Diğer saray medimeleriyle birlikte erkenden kalmış ve hazırlıklara yardım için Baş Nedimemiz Heira'nın bize uygun gördüğü işleri yapmaya koyulmuştuk. Etrafta tam bir kargaşa hakimdi. Düzenlenen yemek öyle büyük biröolsydı ve öyle çok iş yapılması gerekiyordu ki normalde böyle önemli işlere karıştırmamışmışız küçük Nedime adayları da yardım ediyordu. Daha doğrusu etmeye çabalıyor ama ayak bağından başka bit şey olmuyorlardı. Heira başta bu küçüklerle ilgilenme işini tek başına halletmeye çalışsa da bu girişim Baş Nedimenin küçük çaplı bir sinir kriziyle sonuçlanmış, çözümü bu küçük nedime adaylarını ondan sonraki en üst deneyime sahip nedimelerin kontrolüne vermekte bulmuştu.

Benim kontrolümde de yanılmıyorsam on-on iki tane nedime adayı vardı. Ben, sofra düzeniyle başlamış ardından gelecek asilzadelerin isimlerini yoklamak için işe koyulmuştum. Başlarında bulunduğum kızların her birine masaların yerlerini ve oturacakların isimlerini kontrol etmesi için görevlendirdiğim ve uzun zamandır olgunlaşmamış çocukların sesinden kurtulduğum o kısa zaman dilimini kafamı toplayarak son bir isim listesini kontrol etmeye harcıyordum. Elimdeki yüzü aşkın ismi barındıran listeyle kimin nerede oturacağını bir kez daha kontrol ederken adımın seslenilmesiyle düşüncelerim yarıda kesildi.

"Freya!"

En yakın arkadaşımın sesini tanımak zor olmadı. Sesten yana dönmemle Thalia ise göz göze gelmemiz bir oldu.

"Efendim?"

Uzun elbisesinin eteklerini toparlayarak yanıma gelirken yüzünde mahçup bir ifade vardı. Sonunda iyice yanıma sokulup, büyük ihtimalle masa düzeninin teftişinden dönmüş bir grup küçükten öteye sürüklemeye başladı. Bir yandan da etrafına bakıp duruyordu. Gene bir işler karıştıracağa benziyordu. Sonunda kutlama salonundan çıkıp aşağı, mutfağa ve onun da altındaki mahzene inen merdivenlere geldiğimizde durdu. Yeşil gözlerinde heyecanlı pırıltılar dans etmekteydi. Bana doğru eğildi.

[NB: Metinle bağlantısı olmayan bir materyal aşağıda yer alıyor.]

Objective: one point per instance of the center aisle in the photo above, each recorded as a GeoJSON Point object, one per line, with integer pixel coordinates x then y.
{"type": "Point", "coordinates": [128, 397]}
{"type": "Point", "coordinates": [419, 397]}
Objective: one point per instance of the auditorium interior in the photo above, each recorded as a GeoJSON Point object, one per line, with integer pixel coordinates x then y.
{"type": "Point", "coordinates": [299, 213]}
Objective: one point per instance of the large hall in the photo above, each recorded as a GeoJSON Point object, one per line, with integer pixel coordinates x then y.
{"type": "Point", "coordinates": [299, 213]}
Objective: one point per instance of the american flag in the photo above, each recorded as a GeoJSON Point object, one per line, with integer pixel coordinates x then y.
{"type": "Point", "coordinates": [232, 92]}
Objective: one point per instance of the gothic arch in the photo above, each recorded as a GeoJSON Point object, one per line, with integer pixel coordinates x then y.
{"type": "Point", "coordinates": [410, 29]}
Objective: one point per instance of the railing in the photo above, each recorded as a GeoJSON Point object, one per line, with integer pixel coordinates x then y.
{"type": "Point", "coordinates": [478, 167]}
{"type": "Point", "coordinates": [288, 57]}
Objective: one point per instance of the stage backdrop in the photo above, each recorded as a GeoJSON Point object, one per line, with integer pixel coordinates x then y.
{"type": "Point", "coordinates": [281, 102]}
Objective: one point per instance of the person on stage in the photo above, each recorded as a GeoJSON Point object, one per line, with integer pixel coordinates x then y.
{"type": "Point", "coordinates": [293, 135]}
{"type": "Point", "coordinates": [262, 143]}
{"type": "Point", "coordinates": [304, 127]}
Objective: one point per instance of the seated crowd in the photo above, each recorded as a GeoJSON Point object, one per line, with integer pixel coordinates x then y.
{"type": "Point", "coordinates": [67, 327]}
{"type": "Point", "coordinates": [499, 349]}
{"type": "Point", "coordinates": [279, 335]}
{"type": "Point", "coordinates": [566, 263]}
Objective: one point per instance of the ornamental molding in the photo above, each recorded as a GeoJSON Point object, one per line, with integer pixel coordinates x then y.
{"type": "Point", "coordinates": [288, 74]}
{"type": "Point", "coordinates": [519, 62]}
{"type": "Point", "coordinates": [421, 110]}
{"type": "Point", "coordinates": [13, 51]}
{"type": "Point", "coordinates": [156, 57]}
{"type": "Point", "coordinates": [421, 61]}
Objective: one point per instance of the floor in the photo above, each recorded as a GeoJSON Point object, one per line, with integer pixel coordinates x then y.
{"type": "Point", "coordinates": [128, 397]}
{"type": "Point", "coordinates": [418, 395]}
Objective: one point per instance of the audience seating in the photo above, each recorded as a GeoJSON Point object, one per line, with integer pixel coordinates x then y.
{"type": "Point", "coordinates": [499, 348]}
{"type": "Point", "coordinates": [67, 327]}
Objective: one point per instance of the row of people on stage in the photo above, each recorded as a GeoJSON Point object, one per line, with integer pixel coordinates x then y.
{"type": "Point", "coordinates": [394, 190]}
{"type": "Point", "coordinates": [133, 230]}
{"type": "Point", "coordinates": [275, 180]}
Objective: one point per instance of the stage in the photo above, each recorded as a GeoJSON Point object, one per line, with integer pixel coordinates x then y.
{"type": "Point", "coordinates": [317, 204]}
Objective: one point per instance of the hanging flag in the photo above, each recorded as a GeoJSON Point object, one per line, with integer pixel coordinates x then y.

"Prense eşlik etmekle görevlendirildim."

Elimi tutan elini daha sıkı kavrarken neşeyle gülümsedim. Gülümsememin tüm çabana rağmen yorgun göründüğünü düşünüyorum. Öyleydim çünkü: bir hayli yorgundum.

"Ne mutlu sana."

Yüzünde oluşan yaramaz gülümsemeyi hala en ince ayrıntısına kadar hatırlarım. Bilsem o gülümsemenin beni etkilemesine asla izin vermezdim. Gerçi Thalia bilse benden önce buna engel olurdu. Bizim insanlarımızın bir lafı vardır: Olmayacağa duyulan umutla olana duyulan pişmanlık aptallıktır, diye. O misal, keşke demiyorum. Sadece tutamıyorum artık. Yılların acısı ve kinini kağıdıma akıtıyorum.

Demem o ki kıyamadım ona.

Ben "Ne oldu?" diye sorarken onun parlak sarı yüzünde büyüyen gülüşü içimi sıcacık etti.

"Ilor beni dansa kaldıracakmış."

Anlamam uzun sürmedi. Prense bizzat hizmet edenlerin her daim yanında kalması gerekirdi ve doğal olarak eğlenceden yeterince keyif almaları imkansızdı. Ayrıca gelen konuğa kültürümüzü tanıtmak da onun sorumluluğunda olurdu. Eşlik edeceklerin ben, Thalia ve birkaç tane daha nedime gibi eğitimi üst düzey olanlardan seçilmesinin nedeni de buydu.